Verify    (cos(x + y)) / (cos(x) + sin(y)) = (cos(x) - sin(y)) / (cos(y - x))

step 1

\(\frac{cos(x + y)}{cos(x) + sin(y)} \stackrel{?}{=} \frac{cos(x) - sin(y)}{cos(y - x)}\)

step 2

\([cos(x + y)][cos(y - x) ]\stackrel{?}{=} [cosx - siny][cosx+ siny]\\\)

Step 3

cos is an even funtion so cos(y-x)=cos (-(y-x))
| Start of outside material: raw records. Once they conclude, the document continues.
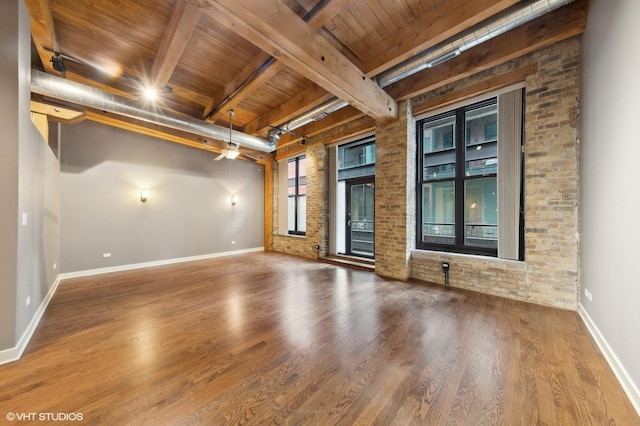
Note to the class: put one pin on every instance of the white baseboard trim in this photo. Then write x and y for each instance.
(630, 388)
(90, 272)
(14, 354)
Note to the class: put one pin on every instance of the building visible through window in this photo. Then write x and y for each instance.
(458, 180)
(297, 195)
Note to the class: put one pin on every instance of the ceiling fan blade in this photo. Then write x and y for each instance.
(248, 157)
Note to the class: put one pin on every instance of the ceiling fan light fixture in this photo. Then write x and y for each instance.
(231, 154)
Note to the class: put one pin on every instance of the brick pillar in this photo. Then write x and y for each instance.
(552, 176)
(395, 195)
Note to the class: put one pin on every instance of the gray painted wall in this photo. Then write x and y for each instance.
(9, 34)
(610, 213)
(29, 173)
(188, 213)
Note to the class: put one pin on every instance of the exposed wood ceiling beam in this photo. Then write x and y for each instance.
(473, 90)
(235, 91)
(560, 24)
(424, 33)
(449, 19)
(329, 9)
(295, 44)
(164, 133)
(549, 29)
(182, 24)
(303, 101)
(337, 119)
(255, 74)
(42, 31)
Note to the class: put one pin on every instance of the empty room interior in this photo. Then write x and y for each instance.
(319, 212)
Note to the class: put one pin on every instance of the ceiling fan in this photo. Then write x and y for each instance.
(230, 150)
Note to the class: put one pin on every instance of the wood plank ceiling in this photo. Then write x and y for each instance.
(268, 60)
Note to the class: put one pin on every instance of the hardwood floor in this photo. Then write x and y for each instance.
(272, 339)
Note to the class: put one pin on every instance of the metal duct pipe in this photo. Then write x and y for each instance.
(488, 30)
(81, 94)
(315, 114)
(446, 51)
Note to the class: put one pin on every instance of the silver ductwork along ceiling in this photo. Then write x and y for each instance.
(441, 53)
(90, 97)
(56, 87)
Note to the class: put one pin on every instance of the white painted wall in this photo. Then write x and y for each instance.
(610, 166)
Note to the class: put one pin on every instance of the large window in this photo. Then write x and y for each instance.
(297, 195)
(458, 183)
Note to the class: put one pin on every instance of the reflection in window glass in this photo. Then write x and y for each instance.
(356, 156)
(297, 189)
(438, 212)
(481, 212)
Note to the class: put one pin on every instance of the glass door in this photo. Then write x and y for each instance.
(360, 217)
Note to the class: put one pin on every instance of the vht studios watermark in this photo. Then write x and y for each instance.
(45, 417)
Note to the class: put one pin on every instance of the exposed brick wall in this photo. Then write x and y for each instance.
(317, 207)
(549, 274)
(395, 195)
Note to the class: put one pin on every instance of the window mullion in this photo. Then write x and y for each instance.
(459, 179)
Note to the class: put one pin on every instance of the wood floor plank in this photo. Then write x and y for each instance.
(266, 338)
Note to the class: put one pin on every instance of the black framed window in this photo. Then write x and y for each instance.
(458, 179)
(297, 195)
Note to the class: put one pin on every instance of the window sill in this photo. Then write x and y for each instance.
(425, 254)
(290, 235)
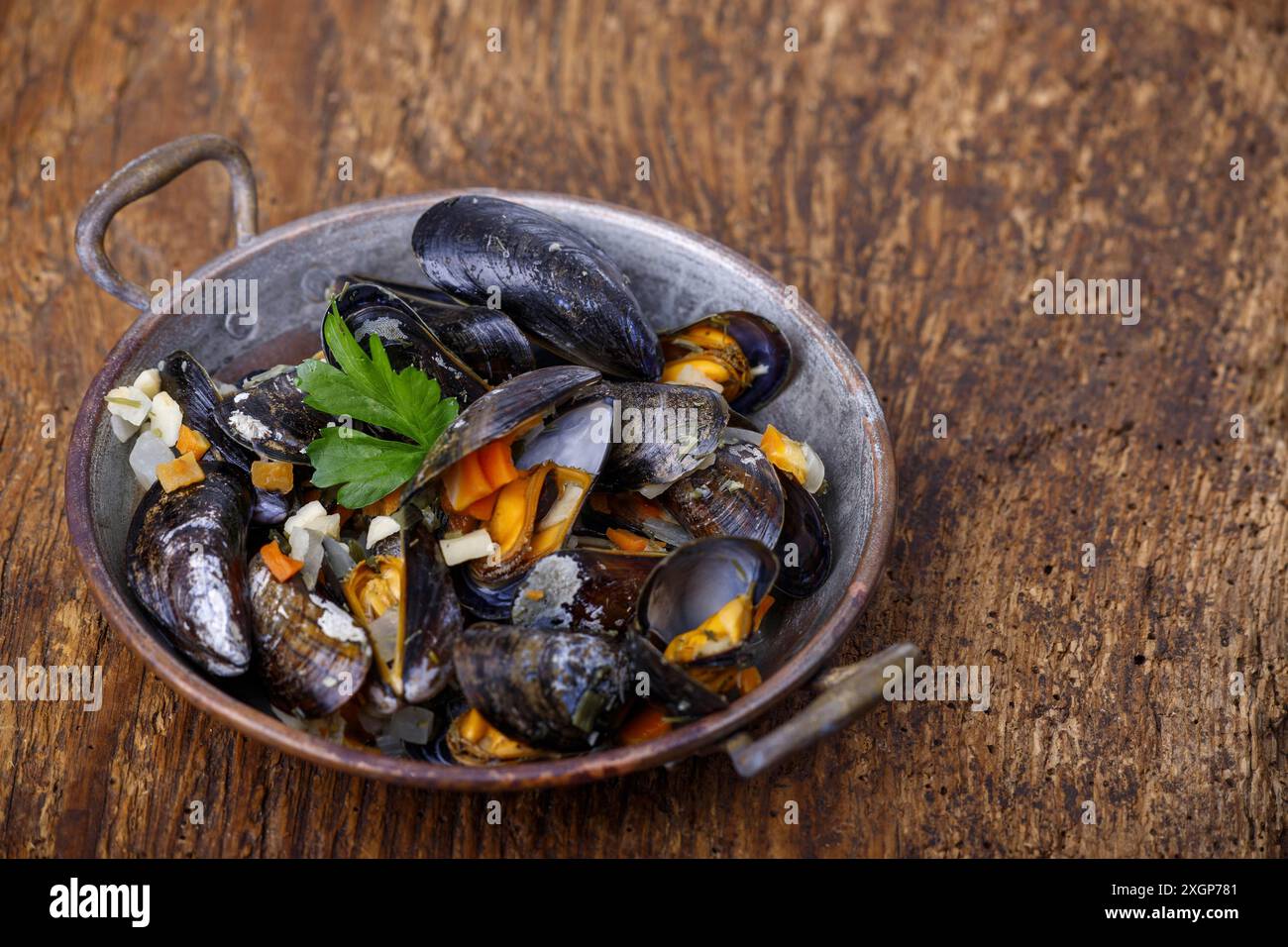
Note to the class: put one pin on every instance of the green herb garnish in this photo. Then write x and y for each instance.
(369, 389)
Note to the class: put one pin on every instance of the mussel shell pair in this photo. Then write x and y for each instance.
(496, 414)
(690, 586)
(743, 493)
(185, 380)
(552, 689)
(270, 419)
(185, 564)
(487, 341)
(309, 652)
(553, 281)
(761, 348)
(660, 432)
(370, 311)
(429, 618)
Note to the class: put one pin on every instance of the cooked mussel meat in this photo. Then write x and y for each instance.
(703, 603)
(411, 615)
(743, 356)
(185, 564)
(308, 651)
(549, 278)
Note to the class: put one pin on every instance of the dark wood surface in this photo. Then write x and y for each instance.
(1111, 684)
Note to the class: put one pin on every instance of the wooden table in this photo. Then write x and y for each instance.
(1111, 684)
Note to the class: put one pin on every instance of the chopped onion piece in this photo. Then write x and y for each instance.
(149, 453)
(688, 375)
(812, 468)
(166, 418)
(472, 545)
(123, 429)
(563, 508)
(381, 527)
(130, 403)
(304, 515)
(149, 381)
(412, 724)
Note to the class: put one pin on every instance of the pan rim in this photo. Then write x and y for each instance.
(683, 742)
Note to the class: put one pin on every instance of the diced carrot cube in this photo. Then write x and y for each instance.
(273, 474)
(497, 463)
(482, 509)
(765, 604)
(179, 472)
(278, 562)
(625, 539)
(384, 506)
(192, 442)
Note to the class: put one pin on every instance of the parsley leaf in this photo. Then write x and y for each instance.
(369, 389)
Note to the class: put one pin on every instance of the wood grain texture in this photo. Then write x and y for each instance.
(1109, 684)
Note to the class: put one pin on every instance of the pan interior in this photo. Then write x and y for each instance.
(677, 277)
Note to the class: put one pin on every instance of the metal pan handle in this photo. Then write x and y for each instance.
(849, 693)
(150, 172)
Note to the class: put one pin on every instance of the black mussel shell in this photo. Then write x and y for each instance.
(583, 589)
(482, 600)
(309, 652)
(271, 419)
(185, 380)
(498, 412)
(487, 341)
(432, 616)
(369, 309)
(768, 354)
(623, 510)
(548, 688)
(804, 547)
(668, 684)
(553, 281)
(737, 495)
(660, 432)
(698, 579)
(571, 442)
(185, 564)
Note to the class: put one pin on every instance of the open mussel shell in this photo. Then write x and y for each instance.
(308, 651)
(562, 460)
(696, 581)
(805, 544)
(419, 617)
(804, 547)
(185, 380)
(548, 688)
(432, 616)
(666, 684)
(738, 493)
(632, 512)
(497, 414)
(270, 419)
(583, 589)
(553, 281)
(185, 564)
(485, 339)
(370, 311)
(660, 433)
(759, 363)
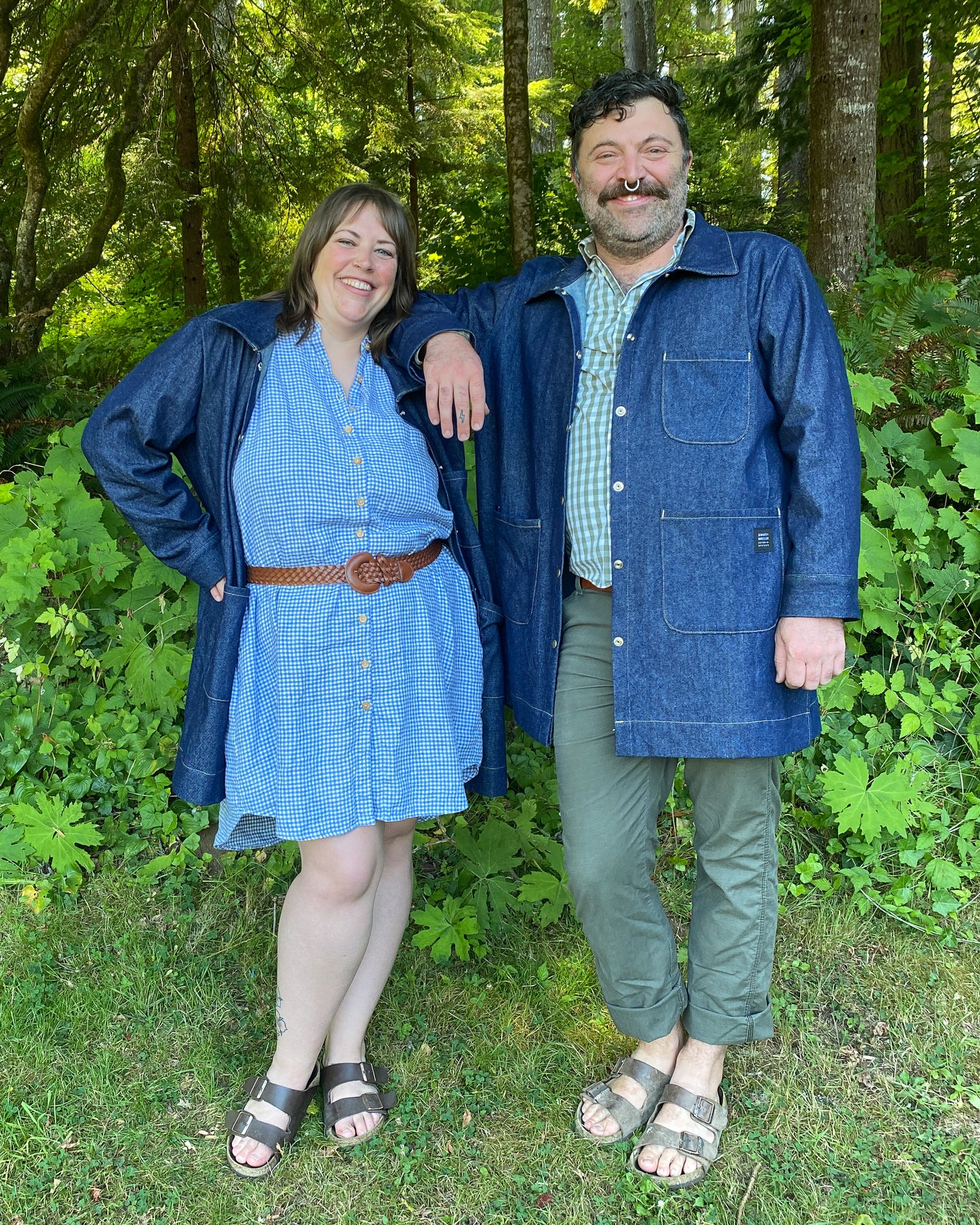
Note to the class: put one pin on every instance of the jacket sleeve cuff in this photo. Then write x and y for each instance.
(206, 566)
(834, 596)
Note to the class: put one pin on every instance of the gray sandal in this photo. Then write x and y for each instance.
(712, 1115)
(629, 1117)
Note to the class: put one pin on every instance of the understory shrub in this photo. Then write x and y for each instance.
(885, 806)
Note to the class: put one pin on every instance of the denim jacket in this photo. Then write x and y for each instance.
(734, 486)
(193, 398)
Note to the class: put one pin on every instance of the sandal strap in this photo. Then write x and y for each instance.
(712, 1114)
(240, 1123)
(368, 1073)
(627, 1116)
(368, 1103)
(290, 1102)
(702, 1150)
(650, 1078)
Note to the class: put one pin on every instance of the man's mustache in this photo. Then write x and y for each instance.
(647, 188)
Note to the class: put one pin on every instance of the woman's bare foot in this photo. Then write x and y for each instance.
(248, 1152)
(699, 1068)
(357, 1125)
(662, 1054)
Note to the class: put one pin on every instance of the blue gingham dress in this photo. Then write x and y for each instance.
(346, 708)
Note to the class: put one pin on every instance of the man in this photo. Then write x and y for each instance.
(673, 450)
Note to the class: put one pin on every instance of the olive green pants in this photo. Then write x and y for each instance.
(609, 810)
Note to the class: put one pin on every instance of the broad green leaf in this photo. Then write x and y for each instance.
(943, 875)
(887, 802)
(870, 391)
(876, 558)
(551, 892)
(448, 929)
(872, 682)
(56, 832)
(968, 452)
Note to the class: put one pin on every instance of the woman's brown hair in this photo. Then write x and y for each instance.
(299, 296)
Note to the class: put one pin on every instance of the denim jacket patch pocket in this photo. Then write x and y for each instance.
(722, 571)
(518, 549)
(705, 397)
(218, 635)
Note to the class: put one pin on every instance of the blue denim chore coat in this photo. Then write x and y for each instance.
(735, 486)
(193, 398)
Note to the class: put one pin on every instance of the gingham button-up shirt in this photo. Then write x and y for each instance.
(609, 309)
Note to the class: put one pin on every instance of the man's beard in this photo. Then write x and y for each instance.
(621, 235)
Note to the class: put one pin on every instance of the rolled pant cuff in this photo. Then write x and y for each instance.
(647, 1024)
(720, 1030)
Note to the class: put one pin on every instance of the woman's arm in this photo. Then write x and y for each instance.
(130, 442)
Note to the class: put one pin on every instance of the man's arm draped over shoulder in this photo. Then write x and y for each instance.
(452, 370)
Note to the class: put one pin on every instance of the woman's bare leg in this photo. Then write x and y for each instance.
(349, 1024)
(324, 934)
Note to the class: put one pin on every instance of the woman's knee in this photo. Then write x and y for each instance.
(343, 869)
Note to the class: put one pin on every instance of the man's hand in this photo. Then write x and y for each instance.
(809, 650)
(454, 380)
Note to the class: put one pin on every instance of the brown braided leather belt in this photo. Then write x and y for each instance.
(366, 572)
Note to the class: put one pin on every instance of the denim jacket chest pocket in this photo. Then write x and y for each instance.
(706, 396)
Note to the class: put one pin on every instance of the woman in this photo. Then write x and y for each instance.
(336, 688)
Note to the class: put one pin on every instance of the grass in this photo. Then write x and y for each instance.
(128, 1023)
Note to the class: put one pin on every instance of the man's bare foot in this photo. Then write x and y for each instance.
(662, 1054)
(699, 1070)
(357, 1125)
(248, 1152)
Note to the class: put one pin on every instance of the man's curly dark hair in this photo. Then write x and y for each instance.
(620, 92)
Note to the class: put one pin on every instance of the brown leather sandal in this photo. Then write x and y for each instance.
(626, 1115)
(293, 1103)
(346, 1108)
(711, 1114)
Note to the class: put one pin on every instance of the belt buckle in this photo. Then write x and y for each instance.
(366, 586)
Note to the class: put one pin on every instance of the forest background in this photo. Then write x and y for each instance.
(159, 158)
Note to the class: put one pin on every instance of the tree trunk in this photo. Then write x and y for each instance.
(517, 130)
(413, 151)
(902, 132)
(220, 232)
(846, 62)
(638, 20)
(793, 173)
(541, 68)
(942, 37)
(189, 174)
(743, 18)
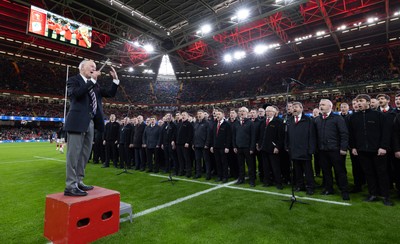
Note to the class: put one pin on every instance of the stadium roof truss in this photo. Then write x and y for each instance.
(299, 28)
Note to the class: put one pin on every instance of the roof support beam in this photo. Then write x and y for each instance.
(328, 22)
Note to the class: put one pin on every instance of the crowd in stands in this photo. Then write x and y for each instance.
(359, 67)
(15, 133)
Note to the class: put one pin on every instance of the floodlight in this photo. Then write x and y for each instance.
(149, 48)
(243, 14)
(239, 55)
(260, 49)
(228, 58)
(205, 29)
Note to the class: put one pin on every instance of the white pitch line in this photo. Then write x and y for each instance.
(52, 159)
(179, 200)
(261, 191)
(194, 181)
(21, 161)
(289, 195)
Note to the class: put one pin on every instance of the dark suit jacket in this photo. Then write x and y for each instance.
(272, 136)
(80, 110)
(244, 135)
(138, 136)
(224, 137)
(300, 138)
(185, 133)
(151, 136)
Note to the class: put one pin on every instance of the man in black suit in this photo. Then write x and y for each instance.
(124, 142)
(300, 141)
(370, 139)
(85, 114)
(396, 143)
(221, 141)
(184, 140)
(200, 142)
(244, 145)
(151, 141)
(332, 141)
(271, 142)
(140, 155)
(111, 136)
(168, 138)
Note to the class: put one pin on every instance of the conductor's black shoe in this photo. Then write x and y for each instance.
(371, 199)
(239, 182)
(327, 193)
(74, 192)
(297, 189)
(387, 202)
(356, 189)
(84, 187)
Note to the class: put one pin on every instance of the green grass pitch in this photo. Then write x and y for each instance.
(225, 214)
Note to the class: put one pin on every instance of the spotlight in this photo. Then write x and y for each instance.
(243, 14)
(260, 49)
(149, 48)
(228, 58)
(239, 55)
(205, 29)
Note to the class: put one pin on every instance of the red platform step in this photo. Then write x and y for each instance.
(81, 219)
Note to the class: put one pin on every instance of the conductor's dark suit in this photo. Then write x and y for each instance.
(80, 123)
(271, 137)
(221, 138)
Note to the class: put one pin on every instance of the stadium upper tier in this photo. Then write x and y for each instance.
(369, 66)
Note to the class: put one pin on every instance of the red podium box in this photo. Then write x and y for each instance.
(81, 219)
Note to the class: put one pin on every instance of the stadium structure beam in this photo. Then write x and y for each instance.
(275, 26)
(387, 19)
(278, 9)
(328, 22)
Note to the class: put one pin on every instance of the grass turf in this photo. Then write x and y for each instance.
(30, 171)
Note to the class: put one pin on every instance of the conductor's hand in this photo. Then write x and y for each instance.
(113, 73)
(95, 74)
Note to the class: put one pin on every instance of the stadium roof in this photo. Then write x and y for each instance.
(289, 30)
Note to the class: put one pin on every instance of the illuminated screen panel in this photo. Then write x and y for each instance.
(58, 28)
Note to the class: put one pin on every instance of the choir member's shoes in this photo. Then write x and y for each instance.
(74, 192)
(84, 187)
(371, 199)
(345, 196)
(387, 202)
(297, 189)
(239, 182)
(327, 193)
(356, 189)
(310, 192)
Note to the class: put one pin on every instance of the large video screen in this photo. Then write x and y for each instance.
(58, 28)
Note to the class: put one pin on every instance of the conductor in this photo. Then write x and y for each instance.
(85, 114)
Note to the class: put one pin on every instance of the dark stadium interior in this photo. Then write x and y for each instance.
(363, 57)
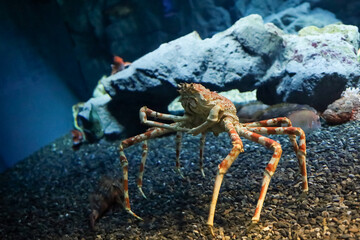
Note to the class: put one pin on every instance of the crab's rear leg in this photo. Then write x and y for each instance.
(275, 122)
(178, 138)
(270, 168)
(223, 167)
(152, 133)
(300, 151)
(201, 160)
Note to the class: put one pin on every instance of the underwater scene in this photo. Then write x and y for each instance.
(180, 119)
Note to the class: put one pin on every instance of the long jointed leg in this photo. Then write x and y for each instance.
(223, 167)
(270, 168)
(201, 160)
(146, 112)
(300, 150)
(142, 167)
(275, 122)
(178, 138)
(152, 133)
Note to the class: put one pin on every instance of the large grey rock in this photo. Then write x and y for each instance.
(248, 55)
(236, 58)
(315, 67)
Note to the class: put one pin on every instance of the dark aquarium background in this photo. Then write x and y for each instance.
(53, 53)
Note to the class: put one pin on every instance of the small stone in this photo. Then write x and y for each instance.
(354, 229)
(342, 227)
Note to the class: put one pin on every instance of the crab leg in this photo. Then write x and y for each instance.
(151, 133)
(270, 168)
(201, 160)
(275, 122)
(142, 167)
(269, 122)
(178, 138)
(223, 167)
(146, 112)
(300, 151)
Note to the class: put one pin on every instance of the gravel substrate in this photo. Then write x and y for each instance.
(46, 196)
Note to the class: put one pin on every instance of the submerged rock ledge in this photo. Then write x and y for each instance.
(46, 195)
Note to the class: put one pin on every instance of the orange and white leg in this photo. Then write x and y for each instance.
(300, 151)
(223, 167)
(270, 123)
(201, 160)
(270, 168)
(142, 167)
(275, 122)
(152, 133)
(178, 138)
(146, 112)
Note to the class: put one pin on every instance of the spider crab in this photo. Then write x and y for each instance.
(207, 111)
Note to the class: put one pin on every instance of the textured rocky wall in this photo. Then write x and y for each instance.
(132, 28)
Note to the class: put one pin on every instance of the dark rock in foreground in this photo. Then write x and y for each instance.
(46, 195)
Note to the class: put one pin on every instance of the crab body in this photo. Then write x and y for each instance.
(198, 102)
(207, 111)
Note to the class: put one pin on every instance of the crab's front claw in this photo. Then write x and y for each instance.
(211, 229)
(194, 131)
(132, 213)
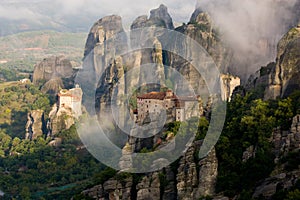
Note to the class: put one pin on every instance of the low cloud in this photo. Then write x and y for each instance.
(251, 27)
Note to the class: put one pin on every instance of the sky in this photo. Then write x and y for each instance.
(252, 28)
(40, 11)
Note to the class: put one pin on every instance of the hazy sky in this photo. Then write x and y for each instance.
(41, 10)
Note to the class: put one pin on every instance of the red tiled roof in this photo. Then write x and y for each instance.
(153, 95)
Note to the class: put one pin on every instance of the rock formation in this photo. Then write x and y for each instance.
(282, 78)
(60, 119)
(53, 74)
(35, 124)
(284, 143)
(187, 181)
(158, 17)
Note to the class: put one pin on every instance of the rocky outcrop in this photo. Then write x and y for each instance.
(191, 179)
(111, 189)
(35, 124)
(287, 141)
(285, 75)
(271, 185)
(200, 28)
(158, 17)
(60, 119)
(53, 73)
(284, 142)
(196, 178)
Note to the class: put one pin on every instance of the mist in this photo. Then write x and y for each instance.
(252, 28)
(83, 13)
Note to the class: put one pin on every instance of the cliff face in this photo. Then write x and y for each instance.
(282, 78)
(53, 73)
(189, 179)
(158, 17)
(200, 28)
(60, 119)
(35, 124)
(284, 142)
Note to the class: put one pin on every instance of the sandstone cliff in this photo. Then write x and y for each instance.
(53, 73)
(280, 79)
(189, 179)
(35, 124)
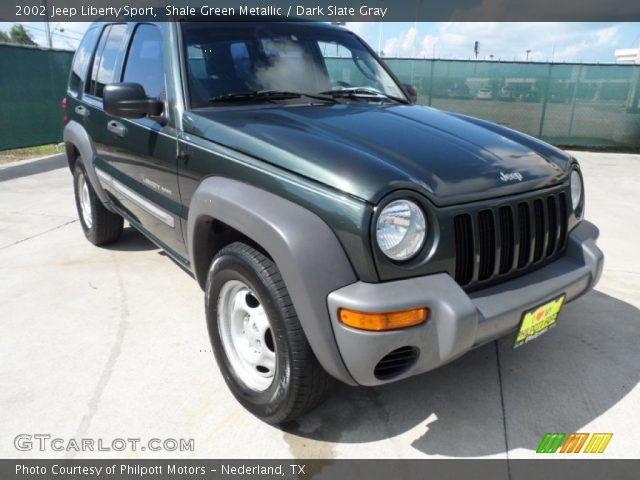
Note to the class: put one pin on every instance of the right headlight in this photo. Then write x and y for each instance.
(401, 229)
(577, 191)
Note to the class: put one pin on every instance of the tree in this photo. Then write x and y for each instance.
(20, 35)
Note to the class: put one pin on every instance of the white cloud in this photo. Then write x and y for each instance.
(562, 42)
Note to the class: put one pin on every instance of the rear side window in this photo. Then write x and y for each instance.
(104, 63)
(82, 59)
(144, 63)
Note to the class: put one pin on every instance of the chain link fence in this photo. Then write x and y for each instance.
(566, 104)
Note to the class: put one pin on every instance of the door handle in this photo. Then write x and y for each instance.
(82, 111)
(117, 128)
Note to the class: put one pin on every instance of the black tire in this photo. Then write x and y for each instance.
(101, 226)
(299, 383)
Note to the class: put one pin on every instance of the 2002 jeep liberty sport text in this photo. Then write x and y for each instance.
(338, 230)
\([cos(x + y)][cos(x - y) ]\stackrel{?}{=} [cosx - siny][cosx+ siny]\\ \)

step4

\(let A=x+y\;\;\;B=x-y\\ LHS=cosAcosB\\ LHS=[(cosAcosB+sinAsinB)+(cosAcosB-sinAsinB)]*0.5\\ LHS=[(cos(A+B))+(cos(A-B))]*0.5\\ LHS=[(cos(x+y+x-y))+(cos(x+y-(x-y)))]*0.5\\ LHS=[(cos(2x))+(cos(2y))]*0.5\\ LHS=\frac{cos(2x)+cos(2y)}{2}\)

step 5

so we have

\(\frac{cos(2x)+cos(2y)}{2}\stackrel{?}{=} [cosx - siny][cosx+ siny]\\ \frac{cos(2x)+cos(2y)}{2}\stackrel{?}{=} [cos^2x - sin^2y]\\ \)

step 6

As an aside:

\(cos(2y)=cos^2y-sin^2y\\cos(2y)=1-2sin^2y\\sin^2y=\frac{1-cos(2y)}{2}\\ and\;\; likewise\;\;\\ cos^2x=\frac{1+cos2x}{2} \)

step 7

\(\frac{cos(2x)+cos(2y)}{2}\stackrel{?}{=} [cosx - siny][cosx+ siny]\\ \frac{cos(2x)+cos(2y)}{2}\stackrel{?}{=} [cos^2x -sin^2y]\\ likewise\\ \frac{cos(2x)+cos(2y)}{2}\stackrel{?}{=} [\frac{cos(2x)+1}{2} - \frac{1-cos(2y)}{2}]\\ \frac{cos(2x)+cos(2y)}{2}\stackrel{?}{=} \frac{cos(2x)+cos(2y)}{2} \\ \)

Step 8

Left hand side and right hand side are identical so the equality is verified.